This week has seen the start to our favourite part of the year – red-necked phalarope monitoring time! 

Once a week for the next six weeks we’ll be visiting phalarope breeding sites in Shetland to record the number of birds and the behaviour they are displaying. 

Phalarope surveys are unlike any other surveys we do. As the birds often move around the sites we make notes on individuals to ensure we don’t double count them. We record behaviour as this gives us an idea if there are nests or chicks around. We also have to be extremely careful about where we are putting our feet – phalarope eggs and chicks are tiny so extreme care is taken when moving through nesting habitat.  When this is all put together, phalarope surveys can be quite mentally tiring but the experience is an absolute joy and the whole team feels very lucky to work so closely with such fantastic little birds. 

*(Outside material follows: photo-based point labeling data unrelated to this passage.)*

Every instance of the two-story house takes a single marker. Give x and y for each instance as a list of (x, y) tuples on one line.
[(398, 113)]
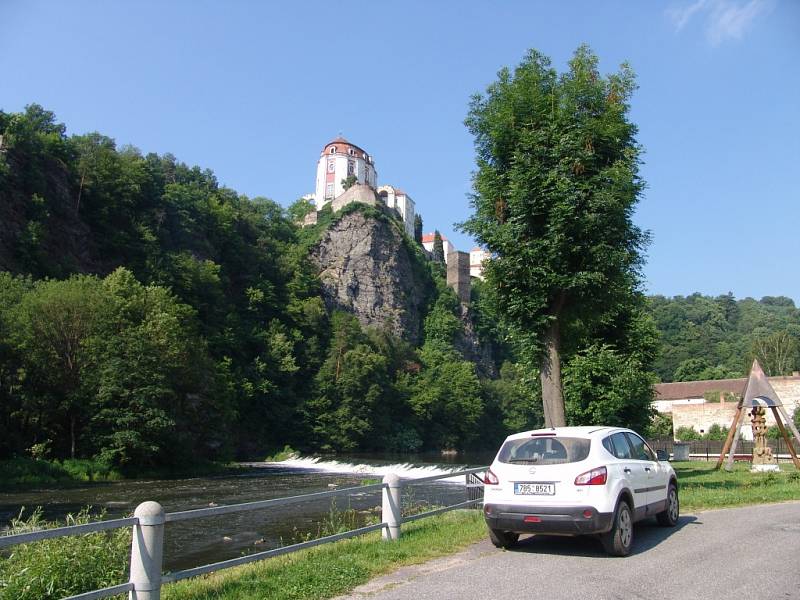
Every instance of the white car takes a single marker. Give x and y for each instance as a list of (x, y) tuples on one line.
[(576, 481)]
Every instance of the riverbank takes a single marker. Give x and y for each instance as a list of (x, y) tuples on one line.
[(334, 569), (27, 473)]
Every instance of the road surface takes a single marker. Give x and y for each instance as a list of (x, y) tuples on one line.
[(751, 552)]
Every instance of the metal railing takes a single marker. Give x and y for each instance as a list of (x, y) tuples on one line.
[(149, 520), (709, 449)]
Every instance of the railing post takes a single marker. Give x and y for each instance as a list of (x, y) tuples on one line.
[(391, 513), (147, 549)]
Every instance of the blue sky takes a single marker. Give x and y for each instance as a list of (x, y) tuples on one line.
[(253, 90)]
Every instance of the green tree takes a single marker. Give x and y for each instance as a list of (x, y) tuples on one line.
[(418, 228), (52, 328), (438, 247), (447, 397), (351, 387), (603, 387), (554, 192), (778, 353)]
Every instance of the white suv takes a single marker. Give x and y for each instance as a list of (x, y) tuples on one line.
[(575, 481)]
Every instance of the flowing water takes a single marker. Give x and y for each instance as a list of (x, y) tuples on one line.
[(200, 541)]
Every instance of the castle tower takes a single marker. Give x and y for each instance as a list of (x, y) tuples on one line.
[(400, 201), (338, 160)]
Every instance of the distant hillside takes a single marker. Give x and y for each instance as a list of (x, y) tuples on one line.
[(150, 317), (703, 337)]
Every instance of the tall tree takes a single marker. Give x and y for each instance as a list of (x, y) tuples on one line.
[(556, 185)]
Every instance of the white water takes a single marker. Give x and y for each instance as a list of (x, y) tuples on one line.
[(403, 470)]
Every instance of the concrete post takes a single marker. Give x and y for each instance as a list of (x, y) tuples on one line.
[(147, 549), (391, 513)]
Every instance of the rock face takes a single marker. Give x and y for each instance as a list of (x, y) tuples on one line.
[(367, 270)]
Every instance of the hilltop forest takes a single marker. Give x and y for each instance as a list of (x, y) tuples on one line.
[(151, 317)]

Four phalaropes on the sea

We saw the whole range of behaviour this week – males that had recently returned and were feeding up, females chasing each other away, mating between paired birds and males ‘alone and frantic’ which is a sign they have a nest nearby, as they frantically feed son they can get back to the nest as soon as possible. Although we have some males very likely on nests, some birds are still arriving in Shetland which is why we do multiple visits to build up a comprehensive idea of numbers across the season. 

Mating red-necked phalaropes
Mating red-necked phalaropes
Photo taken whilst carrying out surveys under license

Excitingly on Wednesday the team saw two birds that were colour ringed as chicks last year. Both are now adult males and were getting flirty with females. One of the males was found about 100m from where he’d hatched. The other male, although on the same island where he had been born, was found on a different site. By recording re-sightings of our colour ringed chicks it will help us get a better understanding of survival rates and also see if/how the birds disperse from the sites where they hatch. This all then feeds back into our planning when we think about any practical management on the sites. 

a brood of four phalarope chicks in the nest     a chick with colour rings
Left - a brood of four phalarope chicks in the nest
Right - a chick with colour rings - this was re-sighted as an adult this week
Chick handled under licence for ringing purposes- photo taken of rings to speed up the process of not lingering with the birds too long. 

Let’s keep our fingers crossed for another successful phalarope season! 

*If you are heading the Fetlar to see red-necked phalaropes, as well as RSPB Mires of Funzie, there are viewpoints set up to safely view birds at Aith beach and Mires of Houbie. Please do not walk through breeding habitat and read our previous blog post on why disturbance can be an issue.* 

Sumburgh Head – The puffins have been seen bringing food back to the burrows which indicates eggs have hatched. Guillemots, kittiwakes, fulmars, shags and razorbills can all be seen on the cliffs. And razorbill chicks are doing well as well as monitored shag nests too.

Loch of Spiggie – The new rafts continue to be used by Arctic Terns, giving visitors close views of food passes. Around the edges of the loch curlew, redshank, snipe, oystercatcher and ringed plover are breeding. 

Mousa – Some of the eider ducks now have ducklings and we have the first chicks in our shag monitoring plots. Starling fledglings keep appearing from the stone walls. Red-throated divers are nesting and snipe, dunlin, redshank and oystercatchers are all nesting. Some of the storm petrels will now have eggs too.